If Wisconsin fans thought last week’s test versus Iowa would be a make or break moment for the team, this weekend’s matchup versus No. 24 Michigan takes that expectation to another level.

After moving up in the College Football Playoff rankings from No. 8 overall to No. 5, Wisconsin finds itself yet again on the outside looking in with playoff hopes on the horizon. The Badgers, however, are in the unique position where they control their own destiny. Regardless of what happens to the four teams ranked above them, if Wisconsin wins out, including a Big Ten Championship victory, they’ll punch their ticket to the playoff.

Michigan, the highest caliber opponent to test Wisconsin this season, boasts a similar team identity to the Badgers. They showcase an elite defense, but lackluster offense. As such, Saturday’s victor could be decided by which defense puts on a better performance.

Wisconsin fans have had Saturday marked on their calendars for months. Here are the players to watch from both sides.


Offense: Offensive Line

This may not be a specific player, but you get the idea. Michigan are owners of the third best defense in the country, ranking behind only Alabama and Wisconsin. Their pass, rush and total defense all rank in the top ten nationally. They also rank sixth in sacks and are tied for fourth in tackles for loss.

The numbers are clear, Michigan is an offensive line’s worst nightmare. They’re fast, shifty and determined to demolish any offensive momentum. As such, the Wisconsin offensive line will need to assemble their most complete and dominant game of the year if Jonathan Taylor or Alex Hornibrook have any hope of putting together successful drives.

Shifting blockers, picking up blitzes and creating a workable pocket should equate to scores down the line. Given Wisconsin’s defensive dominance, it’s not unreasonable to assume Michigan’s hobbled offense could struggle, meaning the offense will have to capitalize on a game that may be up for grabs.

Defense: T.J. Edwards

With Chris Orr out, the linebackers take another blow. But as long as T.J. Edwards in on the pitch, Wisconsin’s linebackers rank among the best in the country. Edwards is special in that both his pass and rush defense are strong, so his threat level is at an all-time high.

His ability to stay involved in crucial plays will go a long way for the Wisconsin defense. With 32 solo tackles on the season, good for second on the team, including four interceptions, Edward’s role cannot be overstated as a central pillar to Wisconsin’s defensive success.


Offense: Brandon Peters

Michigan’s third starter at quarterback this season, Peters will get the keys to the offense for his fifth start Saturday. He’s performed adequately thus far, completing 28/46 pass attempts for 329 total yards, four passing touchdowns and no interceptions.

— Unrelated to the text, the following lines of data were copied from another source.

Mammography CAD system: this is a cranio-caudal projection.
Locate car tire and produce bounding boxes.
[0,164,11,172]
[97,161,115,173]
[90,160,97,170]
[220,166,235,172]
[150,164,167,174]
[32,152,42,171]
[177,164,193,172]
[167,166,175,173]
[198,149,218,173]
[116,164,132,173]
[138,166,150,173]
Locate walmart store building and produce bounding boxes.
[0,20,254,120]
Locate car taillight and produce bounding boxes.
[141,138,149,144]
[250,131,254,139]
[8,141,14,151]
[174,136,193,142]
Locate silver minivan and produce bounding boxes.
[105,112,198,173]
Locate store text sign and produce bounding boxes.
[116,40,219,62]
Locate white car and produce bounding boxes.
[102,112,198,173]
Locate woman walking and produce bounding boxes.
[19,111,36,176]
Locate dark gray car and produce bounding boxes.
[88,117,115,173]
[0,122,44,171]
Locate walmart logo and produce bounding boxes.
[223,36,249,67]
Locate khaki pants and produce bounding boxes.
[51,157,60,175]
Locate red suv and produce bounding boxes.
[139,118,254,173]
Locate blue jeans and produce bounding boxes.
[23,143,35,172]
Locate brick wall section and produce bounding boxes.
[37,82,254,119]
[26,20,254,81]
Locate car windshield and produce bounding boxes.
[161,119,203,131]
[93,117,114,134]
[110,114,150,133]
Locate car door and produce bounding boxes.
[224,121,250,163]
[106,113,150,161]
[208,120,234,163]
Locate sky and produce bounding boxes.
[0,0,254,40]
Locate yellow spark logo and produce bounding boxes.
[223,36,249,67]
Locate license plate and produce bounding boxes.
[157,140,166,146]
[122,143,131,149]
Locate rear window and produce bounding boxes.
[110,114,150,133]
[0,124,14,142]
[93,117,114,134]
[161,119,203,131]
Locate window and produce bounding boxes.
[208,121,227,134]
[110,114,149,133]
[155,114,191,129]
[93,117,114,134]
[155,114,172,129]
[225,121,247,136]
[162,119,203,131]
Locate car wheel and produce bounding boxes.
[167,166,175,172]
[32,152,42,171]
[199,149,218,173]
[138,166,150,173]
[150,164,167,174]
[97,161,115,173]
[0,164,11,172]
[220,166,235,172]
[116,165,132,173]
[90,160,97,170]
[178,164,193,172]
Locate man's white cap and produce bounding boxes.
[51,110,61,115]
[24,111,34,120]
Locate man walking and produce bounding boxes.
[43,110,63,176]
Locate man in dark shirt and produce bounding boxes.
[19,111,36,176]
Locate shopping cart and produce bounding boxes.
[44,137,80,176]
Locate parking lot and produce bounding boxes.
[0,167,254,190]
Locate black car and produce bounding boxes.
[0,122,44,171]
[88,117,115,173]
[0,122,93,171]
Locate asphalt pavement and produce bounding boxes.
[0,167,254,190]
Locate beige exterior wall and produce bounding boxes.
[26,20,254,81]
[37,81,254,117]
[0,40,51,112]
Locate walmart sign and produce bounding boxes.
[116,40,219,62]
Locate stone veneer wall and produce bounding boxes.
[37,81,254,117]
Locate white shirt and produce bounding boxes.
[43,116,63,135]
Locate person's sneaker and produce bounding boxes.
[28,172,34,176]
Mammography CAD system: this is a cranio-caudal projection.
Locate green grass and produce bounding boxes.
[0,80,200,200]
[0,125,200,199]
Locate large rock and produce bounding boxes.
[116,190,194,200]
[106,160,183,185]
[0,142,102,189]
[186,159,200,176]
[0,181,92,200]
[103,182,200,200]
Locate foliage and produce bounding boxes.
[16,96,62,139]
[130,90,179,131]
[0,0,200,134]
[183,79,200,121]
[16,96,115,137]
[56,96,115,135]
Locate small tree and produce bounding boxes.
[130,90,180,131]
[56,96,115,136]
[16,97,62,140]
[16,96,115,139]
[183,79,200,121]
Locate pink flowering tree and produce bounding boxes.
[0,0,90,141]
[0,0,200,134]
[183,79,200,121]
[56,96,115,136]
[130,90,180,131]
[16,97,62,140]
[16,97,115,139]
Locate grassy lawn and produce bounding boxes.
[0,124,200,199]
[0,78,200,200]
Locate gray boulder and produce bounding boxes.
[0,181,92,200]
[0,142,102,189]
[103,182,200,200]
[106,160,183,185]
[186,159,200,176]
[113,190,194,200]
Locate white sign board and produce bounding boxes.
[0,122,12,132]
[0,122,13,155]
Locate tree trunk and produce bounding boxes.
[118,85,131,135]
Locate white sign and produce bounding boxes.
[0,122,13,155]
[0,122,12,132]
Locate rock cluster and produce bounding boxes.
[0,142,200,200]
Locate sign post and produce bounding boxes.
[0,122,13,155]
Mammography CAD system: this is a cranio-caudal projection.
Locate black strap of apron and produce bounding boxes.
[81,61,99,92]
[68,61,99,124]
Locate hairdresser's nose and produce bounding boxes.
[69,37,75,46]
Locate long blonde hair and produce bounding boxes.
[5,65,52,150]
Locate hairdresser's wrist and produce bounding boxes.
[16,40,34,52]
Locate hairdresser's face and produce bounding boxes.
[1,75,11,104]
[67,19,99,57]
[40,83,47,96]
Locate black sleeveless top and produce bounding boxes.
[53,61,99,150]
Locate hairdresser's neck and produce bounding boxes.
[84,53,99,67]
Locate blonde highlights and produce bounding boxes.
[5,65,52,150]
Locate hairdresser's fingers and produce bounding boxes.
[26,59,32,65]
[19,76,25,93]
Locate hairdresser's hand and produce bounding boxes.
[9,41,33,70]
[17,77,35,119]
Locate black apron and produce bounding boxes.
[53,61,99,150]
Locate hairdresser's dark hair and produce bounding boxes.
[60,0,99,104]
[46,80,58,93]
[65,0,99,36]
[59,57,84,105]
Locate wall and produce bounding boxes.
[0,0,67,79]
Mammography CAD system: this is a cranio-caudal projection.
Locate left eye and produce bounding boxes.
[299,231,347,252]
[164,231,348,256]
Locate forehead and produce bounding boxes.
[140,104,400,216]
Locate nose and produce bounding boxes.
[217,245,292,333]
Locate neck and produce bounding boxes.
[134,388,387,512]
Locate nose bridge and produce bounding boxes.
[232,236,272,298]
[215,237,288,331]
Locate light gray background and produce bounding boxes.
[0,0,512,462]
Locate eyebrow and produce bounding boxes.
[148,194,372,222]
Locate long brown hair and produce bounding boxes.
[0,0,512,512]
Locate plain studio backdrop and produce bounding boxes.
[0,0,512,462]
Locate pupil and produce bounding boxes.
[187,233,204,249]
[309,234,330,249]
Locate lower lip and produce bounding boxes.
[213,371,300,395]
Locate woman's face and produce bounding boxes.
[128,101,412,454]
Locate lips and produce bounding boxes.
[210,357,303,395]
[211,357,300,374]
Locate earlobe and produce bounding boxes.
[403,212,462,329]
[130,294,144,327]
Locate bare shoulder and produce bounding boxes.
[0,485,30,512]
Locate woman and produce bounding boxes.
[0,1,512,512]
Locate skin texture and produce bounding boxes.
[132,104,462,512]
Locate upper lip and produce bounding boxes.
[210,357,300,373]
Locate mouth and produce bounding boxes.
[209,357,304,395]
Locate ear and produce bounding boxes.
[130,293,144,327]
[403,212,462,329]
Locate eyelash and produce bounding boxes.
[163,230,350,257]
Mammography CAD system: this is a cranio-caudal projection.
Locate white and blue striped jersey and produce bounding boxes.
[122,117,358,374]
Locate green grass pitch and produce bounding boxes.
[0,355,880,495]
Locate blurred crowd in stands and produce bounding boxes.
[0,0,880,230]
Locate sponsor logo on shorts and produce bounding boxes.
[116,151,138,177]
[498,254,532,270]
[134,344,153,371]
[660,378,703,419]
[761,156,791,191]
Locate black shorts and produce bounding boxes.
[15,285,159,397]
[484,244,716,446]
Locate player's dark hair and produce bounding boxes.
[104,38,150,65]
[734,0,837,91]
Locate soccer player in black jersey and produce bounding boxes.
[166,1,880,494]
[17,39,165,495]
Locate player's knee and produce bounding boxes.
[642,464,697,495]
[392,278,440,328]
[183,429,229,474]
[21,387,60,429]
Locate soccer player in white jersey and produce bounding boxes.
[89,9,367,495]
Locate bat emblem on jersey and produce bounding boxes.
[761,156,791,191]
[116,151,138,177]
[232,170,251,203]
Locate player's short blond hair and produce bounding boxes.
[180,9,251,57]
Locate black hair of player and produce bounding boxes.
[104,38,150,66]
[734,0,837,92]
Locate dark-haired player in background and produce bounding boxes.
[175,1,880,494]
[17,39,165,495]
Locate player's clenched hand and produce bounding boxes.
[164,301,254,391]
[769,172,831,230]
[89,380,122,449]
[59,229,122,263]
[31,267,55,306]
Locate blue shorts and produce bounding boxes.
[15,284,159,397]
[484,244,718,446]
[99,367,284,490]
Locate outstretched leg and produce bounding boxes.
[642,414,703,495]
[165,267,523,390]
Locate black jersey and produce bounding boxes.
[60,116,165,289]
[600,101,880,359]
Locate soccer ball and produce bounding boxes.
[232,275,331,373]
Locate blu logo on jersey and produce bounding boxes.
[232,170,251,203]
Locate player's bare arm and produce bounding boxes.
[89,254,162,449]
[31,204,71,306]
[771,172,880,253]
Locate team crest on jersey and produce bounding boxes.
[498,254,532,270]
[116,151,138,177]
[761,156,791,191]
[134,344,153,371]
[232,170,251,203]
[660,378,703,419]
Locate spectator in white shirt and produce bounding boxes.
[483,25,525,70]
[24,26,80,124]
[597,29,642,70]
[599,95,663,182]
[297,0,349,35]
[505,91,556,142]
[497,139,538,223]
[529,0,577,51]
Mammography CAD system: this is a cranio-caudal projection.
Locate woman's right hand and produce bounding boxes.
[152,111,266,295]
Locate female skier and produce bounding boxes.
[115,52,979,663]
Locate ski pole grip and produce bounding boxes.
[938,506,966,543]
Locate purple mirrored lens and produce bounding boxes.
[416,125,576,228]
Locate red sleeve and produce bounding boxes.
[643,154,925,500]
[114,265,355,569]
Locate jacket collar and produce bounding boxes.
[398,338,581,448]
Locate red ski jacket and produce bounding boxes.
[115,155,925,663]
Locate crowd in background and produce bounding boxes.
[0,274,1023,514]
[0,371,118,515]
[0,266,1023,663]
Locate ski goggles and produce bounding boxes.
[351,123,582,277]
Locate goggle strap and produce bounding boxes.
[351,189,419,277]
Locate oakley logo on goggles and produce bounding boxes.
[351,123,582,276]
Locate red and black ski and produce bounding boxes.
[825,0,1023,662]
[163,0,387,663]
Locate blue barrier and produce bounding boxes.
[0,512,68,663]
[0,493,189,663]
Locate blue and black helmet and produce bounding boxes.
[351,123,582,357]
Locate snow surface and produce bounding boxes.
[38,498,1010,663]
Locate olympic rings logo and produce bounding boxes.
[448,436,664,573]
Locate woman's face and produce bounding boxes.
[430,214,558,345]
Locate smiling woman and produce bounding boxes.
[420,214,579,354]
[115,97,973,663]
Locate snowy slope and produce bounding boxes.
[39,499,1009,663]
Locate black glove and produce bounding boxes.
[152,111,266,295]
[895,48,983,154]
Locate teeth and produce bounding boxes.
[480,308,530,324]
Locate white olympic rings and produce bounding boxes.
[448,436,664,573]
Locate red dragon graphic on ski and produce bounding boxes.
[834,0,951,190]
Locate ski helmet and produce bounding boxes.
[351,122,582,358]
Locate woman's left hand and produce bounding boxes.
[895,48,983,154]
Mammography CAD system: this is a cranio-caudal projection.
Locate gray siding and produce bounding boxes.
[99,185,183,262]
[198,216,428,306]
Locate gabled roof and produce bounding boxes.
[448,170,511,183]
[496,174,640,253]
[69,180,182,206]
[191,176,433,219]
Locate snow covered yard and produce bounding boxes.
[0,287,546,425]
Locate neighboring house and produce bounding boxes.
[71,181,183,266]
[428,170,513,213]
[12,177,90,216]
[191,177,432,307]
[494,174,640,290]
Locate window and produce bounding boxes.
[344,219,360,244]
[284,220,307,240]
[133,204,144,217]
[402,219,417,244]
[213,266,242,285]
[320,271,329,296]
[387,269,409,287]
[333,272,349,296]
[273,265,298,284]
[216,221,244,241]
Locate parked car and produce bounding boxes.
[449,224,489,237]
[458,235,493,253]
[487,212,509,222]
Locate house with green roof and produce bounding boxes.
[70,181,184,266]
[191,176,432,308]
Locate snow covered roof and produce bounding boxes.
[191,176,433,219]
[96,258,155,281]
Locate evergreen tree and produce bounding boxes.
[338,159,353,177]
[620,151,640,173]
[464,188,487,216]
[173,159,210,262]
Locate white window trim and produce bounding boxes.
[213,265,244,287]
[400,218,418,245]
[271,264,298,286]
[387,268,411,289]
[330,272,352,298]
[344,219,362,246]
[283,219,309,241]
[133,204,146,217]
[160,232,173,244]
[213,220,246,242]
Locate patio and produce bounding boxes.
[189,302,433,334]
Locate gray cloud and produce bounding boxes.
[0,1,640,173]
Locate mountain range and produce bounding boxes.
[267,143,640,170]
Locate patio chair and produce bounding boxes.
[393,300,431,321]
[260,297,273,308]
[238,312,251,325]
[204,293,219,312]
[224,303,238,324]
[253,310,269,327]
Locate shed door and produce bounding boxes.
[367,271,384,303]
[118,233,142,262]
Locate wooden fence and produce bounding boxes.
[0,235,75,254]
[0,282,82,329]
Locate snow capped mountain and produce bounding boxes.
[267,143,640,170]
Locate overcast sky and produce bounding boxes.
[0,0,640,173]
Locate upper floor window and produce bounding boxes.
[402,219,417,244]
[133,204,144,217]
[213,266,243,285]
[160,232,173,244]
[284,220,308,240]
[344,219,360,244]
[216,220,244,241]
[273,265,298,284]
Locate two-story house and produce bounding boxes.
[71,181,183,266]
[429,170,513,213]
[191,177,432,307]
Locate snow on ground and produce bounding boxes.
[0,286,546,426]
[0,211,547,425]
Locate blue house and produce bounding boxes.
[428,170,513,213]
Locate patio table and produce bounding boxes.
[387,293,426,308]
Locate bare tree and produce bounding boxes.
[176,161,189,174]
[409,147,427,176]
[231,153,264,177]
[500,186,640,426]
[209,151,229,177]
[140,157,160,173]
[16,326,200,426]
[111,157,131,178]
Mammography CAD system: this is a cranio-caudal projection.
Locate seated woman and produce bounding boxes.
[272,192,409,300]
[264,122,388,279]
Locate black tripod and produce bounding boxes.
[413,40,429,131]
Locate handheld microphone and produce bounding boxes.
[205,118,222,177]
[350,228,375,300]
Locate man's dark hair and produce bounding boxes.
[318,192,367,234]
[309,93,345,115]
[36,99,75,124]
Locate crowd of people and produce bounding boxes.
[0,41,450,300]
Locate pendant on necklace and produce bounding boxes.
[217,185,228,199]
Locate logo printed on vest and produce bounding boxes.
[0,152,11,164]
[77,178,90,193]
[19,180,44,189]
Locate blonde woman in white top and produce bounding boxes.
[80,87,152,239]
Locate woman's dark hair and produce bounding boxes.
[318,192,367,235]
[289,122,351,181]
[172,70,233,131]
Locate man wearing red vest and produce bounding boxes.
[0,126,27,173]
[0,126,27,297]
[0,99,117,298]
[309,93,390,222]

Peters, a sophomore, is rather inexperienced, with only four games to his name. He’s also never surpassed 150 yards passing in a game, suggesting his role is minimal.

Wisconsin will need to make sure to keep it that way. Peters’ contributions on offense, including his decision making under pressure, may characterize Michigan’s performance overall.

Defense: Chase Winovich

Winovich, a senior defensive lineman, is one of Michigan’s most effective pass rushers. Logging a team high seven sacks on the year as well as 14 tackles for loss, Winovich’s presence must always be in the back of Wisconsin’s mind.

If Winovich can make Saturday a characteristically dominant performance, Wisconsin is in for a long afternoon. Keeping Winovich at bay makes the lives of Hornibrook and Taylor that much easier, and a crucial win for Wisconsin that much more attainable.

To put it simply, Wisconsin has to win Saturday. With a loss comes an absolute certainty that they will be left off of the College Football Playoff selection committee’s ballot.